Depuis la fin de la campagne électorale, les résidents de la capitale étaient particulièrement inquiets de la possible tournure des évènements, dans l’éventualité d’une victoire de Joe Biden. Nous imaginions déjà l’invasion de la ville par des républicains révoltés et armés, prêts à en découdre pour asseoir leur candidat dans le fauteuil du bureau ovale pour quatre années supplémentaires. Pourtant, malgré le refus du président Donald Trump de concéder la victoire à son adversaire, la situation était restée plutôt calme, jusqu’ici. Bien sûr, les supporters débarquaient régulièrement dans la capitale pour protester, sans représenter une menace pour autant. Alors quand le message est passé, de se tenir à l’écart du « National Mall » lors des manifestations pro-Trump des 5 et 6 janvier 2021, nous avons pris note, mais n’avons pas sourcillé.

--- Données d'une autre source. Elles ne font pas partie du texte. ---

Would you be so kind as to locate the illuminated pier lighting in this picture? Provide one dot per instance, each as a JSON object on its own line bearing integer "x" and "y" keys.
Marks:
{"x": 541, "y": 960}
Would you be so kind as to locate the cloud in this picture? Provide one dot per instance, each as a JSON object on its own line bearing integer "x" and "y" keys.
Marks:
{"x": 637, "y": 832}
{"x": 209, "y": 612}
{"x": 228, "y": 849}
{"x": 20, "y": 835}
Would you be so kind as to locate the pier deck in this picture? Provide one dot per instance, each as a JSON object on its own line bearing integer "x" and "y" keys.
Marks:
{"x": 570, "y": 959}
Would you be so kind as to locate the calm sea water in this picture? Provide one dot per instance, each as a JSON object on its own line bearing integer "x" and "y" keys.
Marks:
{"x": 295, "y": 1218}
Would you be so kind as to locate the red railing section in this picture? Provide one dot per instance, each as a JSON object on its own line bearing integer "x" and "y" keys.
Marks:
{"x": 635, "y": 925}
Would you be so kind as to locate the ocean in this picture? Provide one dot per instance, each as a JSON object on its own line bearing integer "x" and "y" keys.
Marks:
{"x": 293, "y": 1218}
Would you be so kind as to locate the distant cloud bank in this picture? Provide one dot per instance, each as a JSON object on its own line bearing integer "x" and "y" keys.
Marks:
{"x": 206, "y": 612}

Or, le vent a tourné bien rapidement hier après-midi. Dès les premières images de drapeaux confédérés devant le Capitole assiégé, dès les premiers tweets du président, nous avons compris que cette journée allait être éprouvante et historique. En tant que française expatriée à Washington, ce n’est pas la première fois que j’observe le temps ralentir et l’anxiété nous envahir, à mesure que les sirènes et les hélicoptères se font davantage oppressants.
La dernière fois, c’était le 31 mai 2020, lors des manifestations Black Lives Matter. Ce mouvement de protestation antiraciste s’était rapidement répandu sur le territoire américain, après le décès de George Floyd à Minneapolis. Une fois de plus, une personne noire avait subi une interpellation brutale et arbitraire. Et une fois de plus, elle en était morte. Alors, les États-Unis s’étaient embrasés. Face à l’injustice, des rassemblements s’étaient formés dans tout le pays, pour que cessent enfin les violences policières contre les minorités.

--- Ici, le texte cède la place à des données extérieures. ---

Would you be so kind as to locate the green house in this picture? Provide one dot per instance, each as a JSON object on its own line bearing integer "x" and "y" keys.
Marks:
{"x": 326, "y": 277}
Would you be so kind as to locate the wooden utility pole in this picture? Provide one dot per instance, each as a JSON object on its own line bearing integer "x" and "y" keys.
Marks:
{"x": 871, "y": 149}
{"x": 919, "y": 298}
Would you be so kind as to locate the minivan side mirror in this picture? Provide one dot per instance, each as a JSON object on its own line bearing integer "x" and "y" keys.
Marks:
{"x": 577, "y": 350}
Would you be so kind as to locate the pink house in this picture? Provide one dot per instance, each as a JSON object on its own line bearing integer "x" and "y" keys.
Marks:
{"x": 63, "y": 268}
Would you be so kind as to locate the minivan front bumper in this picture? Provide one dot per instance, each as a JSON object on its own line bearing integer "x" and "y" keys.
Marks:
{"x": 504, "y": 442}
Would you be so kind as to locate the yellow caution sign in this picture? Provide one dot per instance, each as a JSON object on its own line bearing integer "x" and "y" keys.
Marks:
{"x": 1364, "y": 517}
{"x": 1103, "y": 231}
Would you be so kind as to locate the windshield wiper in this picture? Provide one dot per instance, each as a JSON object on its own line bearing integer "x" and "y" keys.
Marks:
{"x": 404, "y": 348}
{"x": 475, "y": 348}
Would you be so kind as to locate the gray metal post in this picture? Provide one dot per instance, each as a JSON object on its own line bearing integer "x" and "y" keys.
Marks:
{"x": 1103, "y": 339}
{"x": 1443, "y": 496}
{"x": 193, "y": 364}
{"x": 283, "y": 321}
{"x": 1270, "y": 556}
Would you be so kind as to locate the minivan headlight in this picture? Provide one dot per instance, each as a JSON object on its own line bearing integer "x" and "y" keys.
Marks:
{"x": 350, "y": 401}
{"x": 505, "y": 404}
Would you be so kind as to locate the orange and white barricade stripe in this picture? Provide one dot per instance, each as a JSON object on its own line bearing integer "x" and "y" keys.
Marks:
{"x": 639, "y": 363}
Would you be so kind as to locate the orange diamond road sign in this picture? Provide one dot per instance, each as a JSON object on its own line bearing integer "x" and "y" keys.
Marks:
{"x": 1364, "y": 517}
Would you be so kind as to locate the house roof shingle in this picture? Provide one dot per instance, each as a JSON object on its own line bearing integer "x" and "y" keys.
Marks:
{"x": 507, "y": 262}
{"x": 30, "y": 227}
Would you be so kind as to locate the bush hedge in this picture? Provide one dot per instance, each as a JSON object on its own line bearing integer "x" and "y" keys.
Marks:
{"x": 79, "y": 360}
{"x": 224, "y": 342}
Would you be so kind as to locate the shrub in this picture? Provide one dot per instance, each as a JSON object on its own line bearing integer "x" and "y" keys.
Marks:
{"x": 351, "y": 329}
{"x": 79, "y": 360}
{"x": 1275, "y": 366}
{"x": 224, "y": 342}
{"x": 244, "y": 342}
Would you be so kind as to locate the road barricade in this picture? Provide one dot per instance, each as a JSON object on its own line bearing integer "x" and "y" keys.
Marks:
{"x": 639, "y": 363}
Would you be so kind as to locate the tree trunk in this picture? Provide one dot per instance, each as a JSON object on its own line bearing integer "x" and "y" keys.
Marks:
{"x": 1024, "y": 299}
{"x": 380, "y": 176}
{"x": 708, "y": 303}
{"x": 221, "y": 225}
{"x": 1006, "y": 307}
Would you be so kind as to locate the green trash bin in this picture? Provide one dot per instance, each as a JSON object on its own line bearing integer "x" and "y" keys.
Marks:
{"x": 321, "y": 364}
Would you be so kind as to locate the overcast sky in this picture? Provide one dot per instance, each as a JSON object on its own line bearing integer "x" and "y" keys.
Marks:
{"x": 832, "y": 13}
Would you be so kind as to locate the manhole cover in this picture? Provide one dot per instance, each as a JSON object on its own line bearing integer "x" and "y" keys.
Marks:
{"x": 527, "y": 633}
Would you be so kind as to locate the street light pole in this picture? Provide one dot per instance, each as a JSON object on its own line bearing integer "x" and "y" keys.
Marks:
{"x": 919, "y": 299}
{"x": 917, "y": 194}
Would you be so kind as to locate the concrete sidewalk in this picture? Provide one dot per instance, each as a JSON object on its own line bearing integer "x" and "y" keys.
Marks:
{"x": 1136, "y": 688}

Photo : Jacquelyn Martin / AP
Une chose à savoir sur Washington, c’est que c’est une ville plutôt calme. La population y est engagée, mais globalement pacifiste. La capitale a été le lieu de nombreuses manifestations durant ces deux dernières décennies, en particulier entre 2001 et 2007. Mais comme on me l’a souvent répété, « In DC, we peacefully protest. » (« À Washington, on manifeste pacifiquement »). D’ailleurs, le 21 janvier 2017, au lendemain de l’investiture de Donald Trump, j’avais été frappée par l’ambiance bon enfant qui régnait au sein de la Marche des femmes. La police montée surveillait la foule tranquillement, souriante, se laissant prendre en photo.
Pourtant, au printemps 2020, après plus de trois ans de mandat du président Trump, l’atmosphère de la ville avait changé. Suite à des altercations entre quelques groupes de manifestants et la police, et à la détérioration de certaines vitrines ou voitures, la maire de Washington, Muriel Bowser, avait fini par décréter un couvre-feu plusieurs soirs de suite, tout comme dans de nombreuses autres villes américaines.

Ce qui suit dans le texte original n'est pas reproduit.